Three of the Threshold Network alumni were in New York.
Petra had transferred to FIT — the Fashion Institute of Technology — for a program in textile design, which made complete sense for a daughter of Iris who could see color the way other people heard music. She had a studio apartment in Chelsea and a part-time job at a gallery that specialized in color-field painting, which was the most Iris-appropriate employment he could have designed for her. She was thriving in the specific way of someone who has found the exact environment that matches their nature.
Emmett had enrolled at Columbia for economics, which was the most Tyche-appropriate academic discipline and which he approached with the easy confidence of someone who understood probability distributions from the inside. His campus reputation in the first month had already accrued the quality that followed Tyche-blessed people: things around him worked out slightly better than they should, which was noticed and appreciated without being understood. He had, he reported over dinner, already been asked three times for stock tips.
Dani — the Hypnos-blood — had not enrolled in university. She had taken a job at a sleep research clinic in Midtown, which was not what he had expected but which, on reflection, made complete sense: Hypnos's domain was sleep and dream and the specific vulnerable state of consciousness between them, and a sleep research clinic was the most direct application of her gifts to work that mattered. She had been there two months and had already been credited with three research observations that her colleagues could not explain but were provisionally noting.
He met each of them separately in the first month and had the version of the check-in conversation that old colleagues have when they have moved into new contexts and are establishing what the relationship looks like in the new configuration.
Petra over coffee: 'I keep seeing the shimmer in the textiles. The older pieces, specifically — the ones made by hand, especially the ones from cultures with strong weaving traditions. They're doing something. The pattern in them is doing something and I don't have a framework for what.'
'Iris's domain includes refraction and light-transmission through material,' he said. 'The shimmer you're seeing is probably the residue of intentional work — textiles made by people who knew that the making carried meaning.

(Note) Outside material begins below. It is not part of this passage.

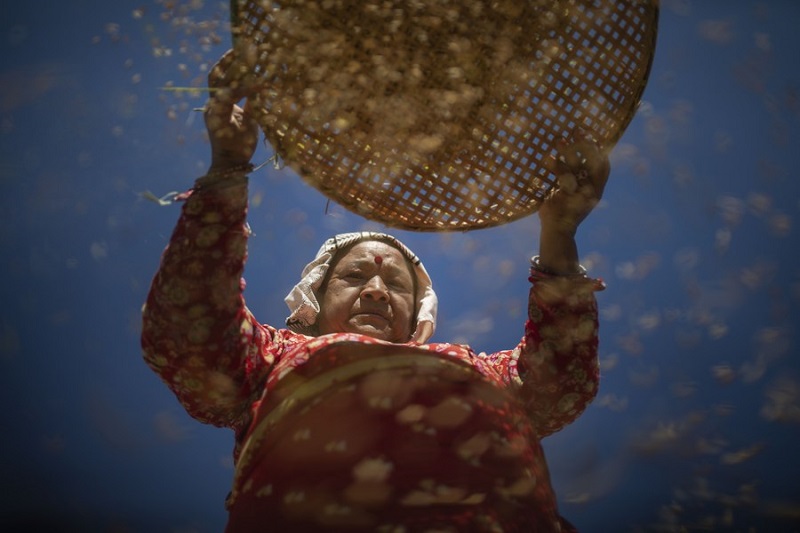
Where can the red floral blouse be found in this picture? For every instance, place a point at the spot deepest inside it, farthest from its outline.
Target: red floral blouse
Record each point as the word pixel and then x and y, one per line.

Some of the Yoruba kente patterns, specifically, are designed with the understanding that the pattern itself is a prayer. The shimmer is the prayer, still present in the cloth.'
She looked at him with the wide eyes of someone who has just had an experience named. 'How do I learn more about that?'
'Start with my professor,' he said, and gave her Dr. Ferreira's contact information.
Emmett over beer: 'The probability field is more active in the city than it was at camp. More variables. More choices happening per square foot per minute. The field is essentially constant here — at camp it was intermittent, tied to specific events.'
'You're in the highest-density human decision environment on the continent,' Kael said. 'Eight million people making decisions every hour. Of course the probability fabric is denser.'
'Can I learn to read it better?' Emmett said. 'Not just influence it — actually read the patterns in it?'
'That is a Tyche skill that goes by several names in different traditions,' Kael said. 'I'll find you sources.'
Dani over the phone — she was working a night shift — said: 'I can feel the boundary between sleep and waking in every patient here. Not just whether they're asleep. I can feel the quality of the boundary — whether it's healthy, whether it's damaged, whether something is interfering with it.' A pause. 'Is that something my father does? Feel the quality of sleep thresholds?'
'Hypnos is the god of sleep,' Kael said. 'His domain is the threshold state. Yes — what you're describing is the divine perception of your domain. It's very likely what he experiences, at a much larger scale, continuously.'
A long pause. 'That sounds exhausting for him,' she said.
'Probably,' Kael agreed. 'The divine scale of any human experience is usually staggering.'
He ended the Dani call and sat in his apartment and thought: this is still the work. Different shape, different scale. But the same underlying thing: finding the people with the unusual gifts and helping them understand what they have. The network is not the Threshold Network anymore — no meeting structure, no mission assignment. But the relationships are still here and the work is still here and it continues because it was always going to continue.